Value of non-Sendable type '@isolated(any) @async @callee_guaranteed @substituted <τ_0_0> () -> @out τ_0_0 for <()>' accessed after being transferred; later accesses could race; this is an error in the Swift 6 language mode

(日本語訳) 非Sendable型 @isolated(any) @async @callee_guaranteed @substituted <τ_0_0> () -> @out τ_0_0 for <()>' の値が転送後にアクセスされました。後続のアクセスで競合が発生する可能性があります。これはSwift 6言語モードではエラーとなります。

このコードだと、「Swift 6モードへあげたとき、エラーになってしまいますよ」と教えてくれています。これがSWIFT_STRICT_CONCURRENCY = completeによる効果です。このように、Swift 5モードでSWIFT_STRICT_CONCURRENCY = completeとすることでSwift6移行に向けて、改善しないといけない箇所を洗い出すことができます。

Actorを用いてデータ競合を解決する

次のWWDC2021のセッション内容を参考にしています。

Actorとは

Actorは共有可変状態のための同期メカニズムです。すなわち、ActorActorインスタンスごとに残りのプログラムから隔離することで、データへの同期アクセスを実現しています。
Actorインスタンスごとに隔離することができる(Isolation domain)を持ち、隔離したIsolation domain内のデータにアクセスをするには、Actorを経由するため、並行にアクセスをされないことをActorが保証しています。

Actorは、Classと同様に参照型で、Swiftにおける型と同様の機能が提供されています。プロパティ、メソッド、イニシャライザ、サブスクリプトの機能を持ち、プロトコルに準拠させたり、エクステンションで拡張することもできます。

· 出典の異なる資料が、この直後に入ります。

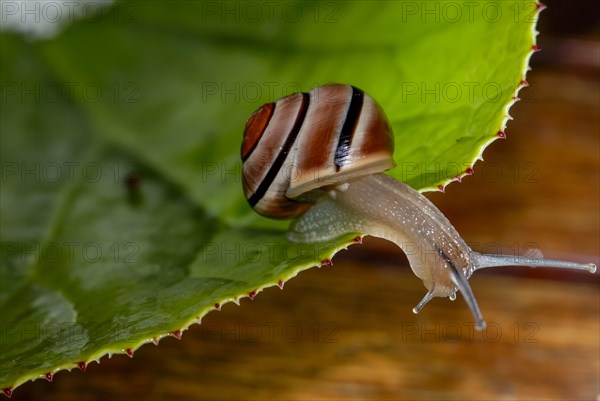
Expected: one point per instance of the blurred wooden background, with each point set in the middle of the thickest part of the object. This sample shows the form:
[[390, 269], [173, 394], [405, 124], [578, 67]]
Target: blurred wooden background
[[347, 331]]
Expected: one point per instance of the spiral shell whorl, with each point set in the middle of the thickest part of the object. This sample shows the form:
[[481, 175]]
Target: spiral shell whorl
[[304, 141]]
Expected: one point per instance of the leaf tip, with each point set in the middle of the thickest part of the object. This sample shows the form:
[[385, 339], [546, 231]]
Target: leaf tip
[[326, 262], [541, 7]]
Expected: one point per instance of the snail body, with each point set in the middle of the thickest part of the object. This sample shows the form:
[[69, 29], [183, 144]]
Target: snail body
[[319, 157]]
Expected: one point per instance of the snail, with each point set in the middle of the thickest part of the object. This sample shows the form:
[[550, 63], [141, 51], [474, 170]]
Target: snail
[[319, 157]]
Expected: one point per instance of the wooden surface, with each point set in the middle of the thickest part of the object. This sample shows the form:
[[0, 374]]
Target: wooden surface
[[347, 331]]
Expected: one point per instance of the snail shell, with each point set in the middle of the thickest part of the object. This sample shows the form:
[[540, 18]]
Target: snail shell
[[307, 141], [319, 157]]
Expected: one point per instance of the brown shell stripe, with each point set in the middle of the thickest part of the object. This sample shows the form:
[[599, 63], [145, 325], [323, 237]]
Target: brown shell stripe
[[342, 151], [263, 187], [255, 128]]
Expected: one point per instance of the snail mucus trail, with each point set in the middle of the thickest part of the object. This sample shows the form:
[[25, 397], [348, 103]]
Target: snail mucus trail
[[319, 157]]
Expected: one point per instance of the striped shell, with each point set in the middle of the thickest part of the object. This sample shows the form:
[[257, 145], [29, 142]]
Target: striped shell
[[330, 135]]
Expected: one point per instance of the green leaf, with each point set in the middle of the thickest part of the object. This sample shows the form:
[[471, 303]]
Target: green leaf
[[123, 218]]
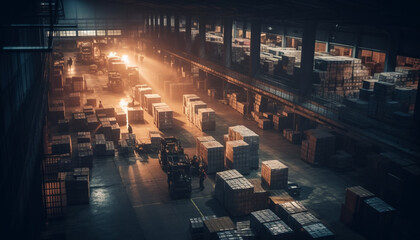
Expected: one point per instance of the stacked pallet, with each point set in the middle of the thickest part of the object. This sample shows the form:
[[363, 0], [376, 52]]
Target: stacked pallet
[[214, 225], [238, 196], [163, 116], [77, 186], [274, 174], [61, 144], [220, 179], [351, 209], [149, 99], [206, 120], [319, 148], [317, 231], [285, 210], [258, 218], [197, 226], [237, 156], [260, 198], [212, 155], [241, 132]]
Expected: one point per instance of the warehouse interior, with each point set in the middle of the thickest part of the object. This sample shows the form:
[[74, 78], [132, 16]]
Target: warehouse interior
[[178, 119]]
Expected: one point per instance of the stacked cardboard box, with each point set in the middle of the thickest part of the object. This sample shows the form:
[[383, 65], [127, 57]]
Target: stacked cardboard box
[[319, 148], [61, 144], [220, 179], [299, 220], [260, 195], [274, 174], [317, 231], [241, 132], [258, 218], [197, 226], [351, 209], [214, 225], [149, 99], [206, 119], [237, 156], [238, 196], [135, 114], [285, 210], [212, 155]]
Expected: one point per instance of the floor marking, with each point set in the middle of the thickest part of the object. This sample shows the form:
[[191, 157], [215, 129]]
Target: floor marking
[[202, 215]]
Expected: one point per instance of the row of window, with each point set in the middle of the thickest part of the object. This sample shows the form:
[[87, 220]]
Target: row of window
[[85, 33]]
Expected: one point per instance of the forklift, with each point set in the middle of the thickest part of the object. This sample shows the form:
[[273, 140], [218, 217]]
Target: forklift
[[177, 166], [115, 82]]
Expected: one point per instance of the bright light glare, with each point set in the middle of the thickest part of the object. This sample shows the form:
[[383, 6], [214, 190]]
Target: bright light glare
[[124, 58]]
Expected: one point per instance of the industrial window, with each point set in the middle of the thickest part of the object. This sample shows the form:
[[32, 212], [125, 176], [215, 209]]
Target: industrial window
[[86, 33], [114, 32], [100, 32]]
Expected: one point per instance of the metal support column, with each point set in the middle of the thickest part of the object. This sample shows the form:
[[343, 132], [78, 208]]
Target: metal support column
[[255, 47], [227, 41], [306, 66]]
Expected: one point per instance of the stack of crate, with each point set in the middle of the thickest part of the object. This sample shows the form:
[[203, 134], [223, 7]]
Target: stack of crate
[[74, 99], [258, 218], [274, 174], [56, 111], [61, 144], [317, 231], [163, 116], [260, 195], [78, 83], [206, 119], [220, 179], [351, 209], [197, 226], [238, 196], [149, 99], [212, 155], [77, 186], [215, 225], [319, 147], [377, 218], [135, 114], [237, 156], [298, 220], [241, 132]]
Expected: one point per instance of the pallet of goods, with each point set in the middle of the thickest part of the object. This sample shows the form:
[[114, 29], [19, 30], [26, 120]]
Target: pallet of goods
[[197, 226], [220, 179], [237, 156], [214, 225], [241, 132], [212, 154], [274, 174], [77, 186], [61, 144], [238, 196], [206, 119]]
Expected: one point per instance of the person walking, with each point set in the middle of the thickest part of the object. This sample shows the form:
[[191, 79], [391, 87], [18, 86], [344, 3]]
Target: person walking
[[203, 176]]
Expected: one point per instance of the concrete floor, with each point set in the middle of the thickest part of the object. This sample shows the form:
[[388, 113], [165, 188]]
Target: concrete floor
[[129, 196]]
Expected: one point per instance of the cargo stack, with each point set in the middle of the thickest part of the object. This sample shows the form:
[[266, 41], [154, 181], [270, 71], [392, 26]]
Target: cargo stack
[[206, 119], [241, 132], [319, 147], [237, 156], [214, 225], [351, 209], [220, 179], [77, 186], [197, 226], [238, 196], [274, 174], [212, 155], [260, 198]]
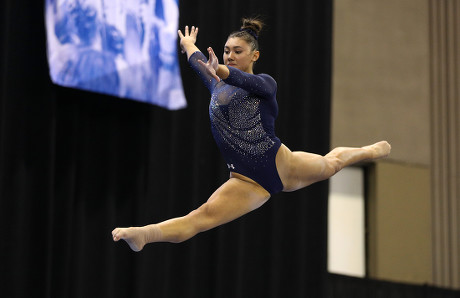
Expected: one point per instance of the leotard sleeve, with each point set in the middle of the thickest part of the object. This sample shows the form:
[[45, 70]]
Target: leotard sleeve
[[261, 84], [207, 79]]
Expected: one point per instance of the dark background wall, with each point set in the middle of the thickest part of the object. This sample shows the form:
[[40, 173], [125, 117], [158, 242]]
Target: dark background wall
[[74, 165]]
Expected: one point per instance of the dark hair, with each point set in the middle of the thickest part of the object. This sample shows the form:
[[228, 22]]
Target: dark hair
[[249, 32]]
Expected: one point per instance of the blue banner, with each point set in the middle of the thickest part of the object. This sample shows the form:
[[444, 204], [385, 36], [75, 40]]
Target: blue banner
[[125, 48]]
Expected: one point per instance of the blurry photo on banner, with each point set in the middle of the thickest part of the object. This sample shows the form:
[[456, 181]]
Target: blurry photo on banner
[[124, 48]]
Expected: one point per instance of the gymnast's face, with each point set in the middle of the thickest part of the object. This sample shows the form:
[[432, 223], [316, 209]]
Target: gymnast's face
[[238, 53]]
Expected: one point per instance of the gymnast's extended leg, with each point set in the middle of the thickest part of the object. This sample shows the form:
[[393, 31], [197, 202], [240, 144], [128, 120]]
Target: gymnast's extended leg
[[233, 199], [300, 169]]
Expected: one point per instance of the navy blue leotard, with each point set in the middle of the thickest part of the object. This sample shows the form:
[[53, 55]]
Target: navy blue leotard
[[243, 110]]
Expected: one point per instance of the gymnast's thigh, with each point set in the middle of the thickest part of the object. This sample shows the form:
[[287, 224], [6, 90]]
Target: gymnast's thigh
[[299, 169]]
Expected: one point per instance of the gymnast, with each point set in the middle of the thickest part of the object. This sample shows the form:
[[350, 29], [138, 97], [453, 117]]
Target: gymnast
[[242, 111]]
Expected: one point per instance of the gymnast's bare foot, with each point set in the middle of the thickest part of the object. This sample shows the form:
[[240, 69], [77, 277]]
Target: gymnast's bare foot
[[379, 150], [135, 237]]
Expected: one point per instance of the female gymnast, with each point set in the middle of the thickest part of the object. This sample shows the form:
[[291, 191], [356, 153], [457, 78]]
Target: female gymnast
[[242, 111]]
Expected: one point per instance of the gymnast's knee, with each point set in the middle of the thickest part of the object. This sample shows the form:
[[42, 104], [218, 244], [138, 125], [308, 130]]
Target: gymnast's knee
[[333, 165]]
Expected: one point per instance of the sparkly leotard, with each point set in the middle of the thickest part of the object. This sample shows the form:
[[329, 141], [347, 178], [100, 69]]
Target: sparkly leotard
[[243, 110]]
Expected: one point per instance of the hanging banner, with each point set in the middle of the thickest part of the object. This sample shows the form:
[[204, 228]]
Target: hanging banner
[[125, 48]]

詳細は、次のProposal: SE-0306を確認してみてください。

Actorを使ってmutable Stateを保護する

さきほどのデータに競合が起こる可能性のあるコードをActorを用いて、改善していきます。

- class Counter {
+ actor Counter {
    var value = 0

    func increment() -> Int {
        value = value + 1
        return value
    }
}

Counteractorとして、定義することでvalueプロパティへ並列にアクセスされることから保護することができます。これは、actorSendableに準拠しているため、並行タスクの間で安全に共有が可能になっています。

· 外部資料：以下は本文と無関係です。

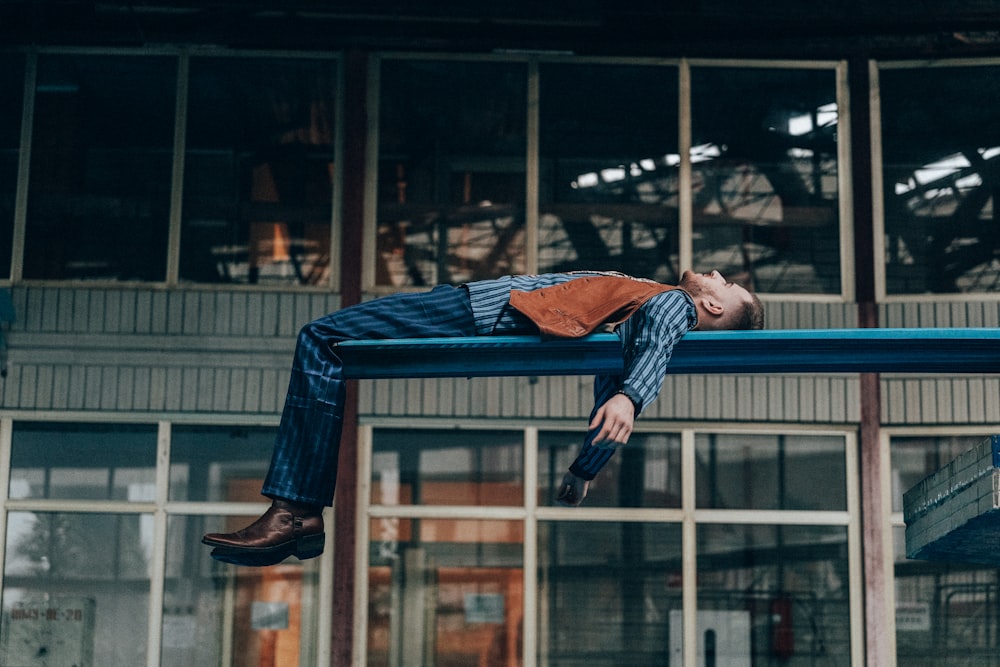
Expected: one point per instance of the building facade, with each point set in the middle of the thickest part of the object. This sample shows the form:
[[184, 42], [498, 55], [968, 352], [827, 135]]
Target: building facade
[[173, 214]]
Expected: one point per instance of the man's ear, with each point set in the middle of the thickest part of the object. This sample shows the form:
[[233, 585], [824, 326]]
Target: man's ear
[[712, 306]]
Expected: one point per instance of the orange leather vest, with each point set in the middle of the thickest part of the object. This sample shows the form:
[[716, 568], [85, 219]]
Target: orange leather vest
[[580, 306]]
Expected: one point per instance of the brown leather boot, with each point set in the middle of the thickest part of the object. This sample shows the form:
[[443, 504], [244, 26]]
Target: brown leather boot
[[286, 529]]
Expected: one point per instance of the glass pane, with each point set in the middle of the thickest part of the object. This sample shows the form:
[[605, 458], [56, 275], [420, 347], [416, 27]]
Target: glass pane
[[764, 153], [101, 157], [448, 593], [940, 138], [451, 188], [454, 467], [76, 589], [258, 171], [771, 472], [83, 461], [217, 614], [11, 103], [608, 593], [609, 176], [644, 473], [219, 463], [774, 593], [946, 613]]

classactorに変えたことにより、次のエラーが発生します。

Expression is 'async' but is not marked with 'await'

これは、actor内のメソッドは非同期メソッドとして扱われるため、呼び出し時にawaitをつけずに呼び出しているためエラーとなっています。

func run() {
    let counter = Counter()

    Task.detached {
        print(counter.increment()) // Expression is 'async' but is not marked with 'await'
    }

    Task.detached {
        print(counter.increment()) // Expression is 'async' but is not marked with 'await'
    }
}

エラーメッセージの内容に従って、awaitをメソッドにつけます。

func run() {
    let counter = Counter()

    Task.detached {
-        print(counter.increment()) // エラー発生
+        print(await counter.increment()) 
    }

    Task.detached {
-        print(counter.increment()) // エラー発生
+        print(await counter.increment()) 
    }
}

以上で、Swift Concurrency Checkingの警告メッセージは消え、Swift 6でもエラーが出ない形に修正が完了しました。

修正後のコード全体
actor Counter {
    var value = 0

    func increment() -> Int {
        value = value + 1
        return value
    }
}

func run() {
    let counter = Counter()

    Task.detached {
        print(await counter.increment())
    }

    Task.detached {
        print(await counter.increment())
    }
}

さいごに

今回は、一つのActor用いてmutable Stateを保護する事例をとって、Swift 6移行に向けて、実際にどのように対応するかを振り返りました。

データ競合が起こり得る箇所は、コンパイル時に潰すことができるようになるのは最終的には意図しないクラッシュや不具合等の数を大きく減らすことができる期待できるため、ユーザーの離脱を減らすことにつながるため、ビジネス的にも大変有用だと考えています。

Swift 6移行に取り組む際の参考になれば幸いです。

  1. 医療・ヘルスケア分野での案件や新規ビジネス創出を担う、2020年に誕生した事業部です。設立エピソードは未来報の記事をご覧ください。